Examples. For any positive numbers $\{a,b,c,d\}$ we have $(a+b)^4\le$ $8\left(a^4+b^4\right)\ ;\ (a+b+c)^2\le$ $3\left(a^2+b^2+c^2\right)\ ;\ (a+b+c+d)^3\le$ $16\left(a^3+b^3+c^3+d^3\right)$ .

PP1. Let $ABC$ be an acute triangle. Prove that exists the inequality $\frac {b+c}{b^2+c^2-a^2}+\frac {b^2}{c^2+a^2-b^2}+\frac {c^2}{a^2+b^2-c^2}\ge \frac 12\left(\frac 1a+\frac 1b+\frac 1c\right)$ .

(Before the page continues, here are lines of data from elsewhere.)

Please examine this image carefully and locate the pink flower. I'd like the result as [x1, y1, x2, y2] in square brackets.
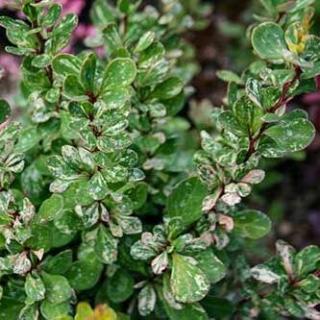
[0, 53, 19, 77]
[56, 0, 86, 15]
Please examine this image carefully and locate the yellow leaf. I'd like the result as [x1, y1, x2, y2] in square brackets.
[87, 305, 118, 320]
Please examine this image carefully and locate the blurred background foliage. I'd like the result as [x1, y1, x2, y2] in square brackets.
[0, 0, 320, 258]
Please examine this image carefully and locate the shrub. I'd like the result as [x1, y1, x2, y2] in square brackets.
[0, 0, 320, 320]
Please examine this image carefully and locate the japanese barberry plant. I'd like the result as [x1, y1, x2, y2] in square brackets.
[0, 0, 320, 320]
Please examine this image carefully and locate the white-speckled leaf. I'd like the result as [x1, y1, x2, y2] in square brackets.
[251, 22, 287, 60]
[265, 118, 315, 152]
[170, 254, 210, 303]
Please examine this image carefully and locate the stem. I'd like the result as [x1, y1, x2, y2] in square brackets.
[244, 66, 302, 162]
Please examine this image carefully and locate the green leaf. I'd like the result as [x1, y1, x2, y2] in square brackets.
[88, 171, 110, 200]
[166, 177, 207, 231]
[217, 70, 242, 85]
[52, 53, 81, 77]
[42, 249, 72, 275]
[134, 31, 156, 52]
[194, 248, 227, 283]
[170, 254, 210, 303]
[63, 75, 86, 100]
[99, 87, 130, 109]
[102, 58, 137, 92]
[46, 13, 78, 54]
[40, 3, 62, 28]
[40, 300, 71, 320]
[251, 22, 287, 60]
[103, 23, 123, 55]
[95, 225, 118, 264]
[24, 274, 46, 301]
[107, 269, 134, 303]
[66, 259, 103, 291]
[232, 96, 263, 136]
[41, 272, 72, 304]
[16, 127, 41, 153]
[163, 299, 209, 320]
[150, 77, 183, 100]
[294, 246, 320, 276]
[265, 114, 315, 152]
[81, 53, 97, 93]
[233, 210, 271, 239]
[138, 285, 157, 316]
[0, 99, 11, 124]
[32, 54, 51, 69]
[299, 274, 320, 293]
[37, 194, 64, 222]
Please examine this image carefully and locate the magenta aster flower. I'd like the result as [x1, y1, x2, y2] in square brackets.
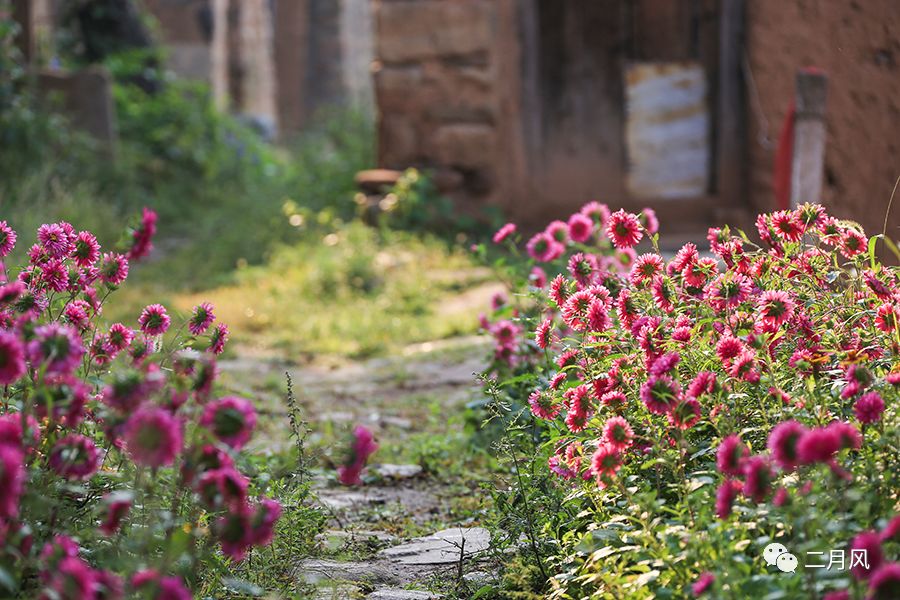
[606, 209, 644, 249]
[338, 425, 378, 485]
[691, 571, 716, 597]
[0, 221, 17, 258]
[104, 323, 134, 356]
[28, 323, 84, 375]
[124, 407, 183, 467]
[757, 290, 794, 329]
[640, 375, 681, 415]
[0, 331, 25, 385]
[569, 213, 594, 243]
[0, 444, 27, 519]
[528, 390, 562, 421]
[716, 434, 750, 476]
[208, 323, 228, 354]
[797, 427, 841, 465]
[850, 531, 884, 579]
[200, 396, 256, 448]
[492, 223, 516, 244]
[628, 254, 665, 286]
[38, 223, 73, 258]
[868, 563, 900, 600]
[50, 433, 100, 481]
[188, 302, 216, 335]
[853, 392, 884, 424]
[768, 420, 809, 471]
[602, 416, 634, 451]
[138, 304, 172, 336]
[72, 231, 100, 267]
[250, 498, 281, 546]
[100, 252, 128, 286]
[128, 206, 157, 260]
[591, 443, 622, 487]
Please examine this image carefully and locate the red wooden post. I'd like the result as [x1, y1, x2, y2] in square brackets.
[791, 67, 828, 206]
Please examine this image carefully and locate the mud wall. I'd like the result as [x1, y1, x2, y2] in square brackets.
[747, 0, 900, 239]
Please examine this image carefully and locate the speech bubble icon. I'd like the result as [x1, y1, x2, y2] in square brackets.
[763, 542, 787, 567]
[775, 552, 797, 573]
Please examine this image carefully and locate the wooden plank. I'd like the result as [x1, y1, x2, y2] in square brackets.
[791, 69, 828, 206]
[714, 0, 746, 208]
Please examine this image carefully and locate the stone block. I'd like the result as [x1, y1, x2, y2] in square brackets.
[376, 0, 493, 63]
[431, 123, 497, 168]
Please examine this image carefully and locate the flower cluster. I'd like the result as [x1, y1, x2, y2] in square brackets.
[483, 202, 900, 595]
[0, 214, 281, 599]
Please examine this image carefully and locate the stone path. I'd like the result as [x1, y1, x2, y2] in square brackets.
[220, 338, 500, 600]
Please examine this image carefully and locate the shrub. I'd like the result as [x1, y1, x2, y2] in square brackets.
[480, 203, 900, 598]
[0, 210, 310, 599]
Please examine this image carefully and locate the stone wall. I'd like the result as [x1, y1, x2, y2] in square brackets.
[747, 0, 900, 239]
[375, 0, 503, 203]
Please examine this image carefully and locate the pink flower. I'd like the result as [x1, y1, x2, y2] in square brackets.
[868, 563, 900, 600]
[525, 231, 566, 262]
[72, 231, 100, 267]
[628, 254, 665, 286]
[640, 375, 682, 415]
[691, 571, 716, 596]
[100, 494, 131, 535]
[209, 323, 228, 355]
[602, 416, 634, 451]
[768, 421, 809, 471]
[493, 223, 516, 244]
[250, 498, 281, 546]
[103, 323, 134, 357]
[850, 531, 884, 579]
[528, 390, 562, 421]
[138, 304, 172, 336]
[38, 223, 73, 258]
[125, 407, 183, 467]
[0, 444, 27, 519]
[757, 290, 794, 329]
[591, 443, 622, 481]
[606, 209, 644, 249]
[200, 396, 256, 449]
[0, 331, 25, 385]
[338, 425, 378, 485]
[50, 433, 100, 481]
[100, 252, 128, 286]
[569, 213, 594, 243]
[716, 434, 750, 476]
[128, 206, 157, 260]
[188, 302, 216, 335]
[0, 221, 17, 258]
[853, 392, 884, 424]
[28, 323, 84, 375]
[797, 427, 841, 465]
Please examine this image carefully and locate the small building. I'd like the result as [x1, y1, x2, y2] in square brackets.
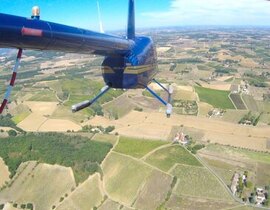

Proof. Prove easily that $\tan B+\tan C\ge\frac {4}{\cot B+\cot C}=\frac {4h_a}{a}\implies$ $a\left(\tan B+\tan C\right)\ge \frac {8S}{a}\implies$ $\sum (b+c)\tan A=$ $\sum a\left(\tan B+\tan C\right)\ge$

$8S\sum\frac 1a\implies$ $\sum \frac {4S(b+c)}{b^2+c^2-a^2}\ge 8S\sum\frac 1a\implies$ $\frac {b+c}{b^2+c^2-a^2}\ge \frac 12\left(\frac 1a+\frac 1b+\frac 1c\right)$ . I"ll use the identity $\boxed{4S=\left(b^2+c^2-a^2\right)\tan A}$ .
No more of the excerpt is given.